Entscheidungsstichwort (Thema)

Arbeitslosengeld II. Unterkunftskosten. Renovierungskosten bei Beendigung des Mietverhältnisses. mietvertragliche Verpflichtung. Zusicherung für die Durchführung von Schönheitsreparaturen. kopfteiliger Anteil an Renovierungskosten bei Haushaltsgemeinschaft. Schadensminderungspflicht. Einlegung von Rechtsmitteln gegen Mahnbescheide vom Vermieter

 

Leitsatz (amtlich)

1. Bei der Prüfung eines Anspruchs auf Übernahme von Renovierungskosten ist zwischen der grundsätzlichen Verpflichtung des Leistungsberechtigten gegenüber seinem Vermieter zur Erbringung von Schönheitsreparaturen und deren konkreten Ausmaß zu unterscheiden. Hinsichtlich der grundsätzlichen Verpflichtung des Leistungsberechtigten ist ausreichend, dass der Mieter einer ernsthaften Forderung seitens seines Vermieters ausgesetzt ist, die nicht offensichtlich unbegründet ist (vgl BSG vom 7.5.2009 - B 14 AS 31/07 R = SozR 4-4200 § 22 Nr 21 und vom 6.4.2011 - B 4 AS 16/10 R SozR 4-4200 § 22 Nr 43). Es ist nicht angemessen, die Leistungsberechtigten bei einer nicht offensichtlich unbegründeten Forderung auf ein ggf gerichtliches Vorgehen gegen ihre Vermieter vor den Zivilgerichten zu verweisen.

2. Vor der Unterzeichnung eines Übergabeprotokolls, in dem eine Renovierungspflicht festgestellt wird, ist keine Zusicherung erforderlich. Eine Zusicherung nach § 22 Abs 2 SGB 2 aF (§ 22 Abs 4 SGB 2 nF) ist nur vor Abschluss eines Vertrages über eine neue Unterkunft geboten. Auch ein Zusicherungserfordernis nach § 22 Abs 3 SGB 2 aF (§ 22 Abs 6 SGB 2 nF) kommt nicht in Betracht.
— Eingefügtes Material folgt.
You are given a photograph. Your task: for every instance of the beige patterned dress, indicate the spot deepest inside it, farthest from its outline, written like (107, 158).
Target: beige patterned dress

Es handelt sich bei den Aufwendungen für Schönheitsreparaturen der alten Wohnung nicht um Umzugskosten. Die Pflicht zur Schönheitsreparatur besteht während des laufenden Mietverhältnisses der alten Wohnung. Auch ohne einen Umzug ist der Mieter nach gewissen Zeitabständen ggf zur Schönheitsreparatur verpflichtet. Dass die Erfüllung dieser Verpflichtung regelmäßig spätestens zum Zeitpunkt eines Umzugs durch den Vermieter eingefordert wird, macht die Aufwendungen nicht zu Umzugskosten.

3. Freistellung von Ansprüchen auf Kostenersatz für Schönheitsreparaturen kann von dem Leistungsberechtigten bei Haushaltsgemeinschaften nur nach dem kopfteiligen Anteil verlangt werden, für den der Leistungsberechtigte Unterkunftskosten erhalten hat.

4. Schönheitsreparaturen werden in § 28 Abs 4 S 3 der Verordnung über wohnungswirtschaftliche Berechnungen nach dem Zweiten Wohnungsbaugesetz (BVO 2) definiert. Danach sind nur das Tapezieren, Anstreichen oder Kalken der Wände und Decken, das Streichen der Fußböden, Heizkörper einschließlich Heizrohre, der Innentüren sowie der Fenster und Außentüren von innen umfasst. Diese Definition ist grundsätzlich auch bei preisfreiem Wohnraum anwendbar.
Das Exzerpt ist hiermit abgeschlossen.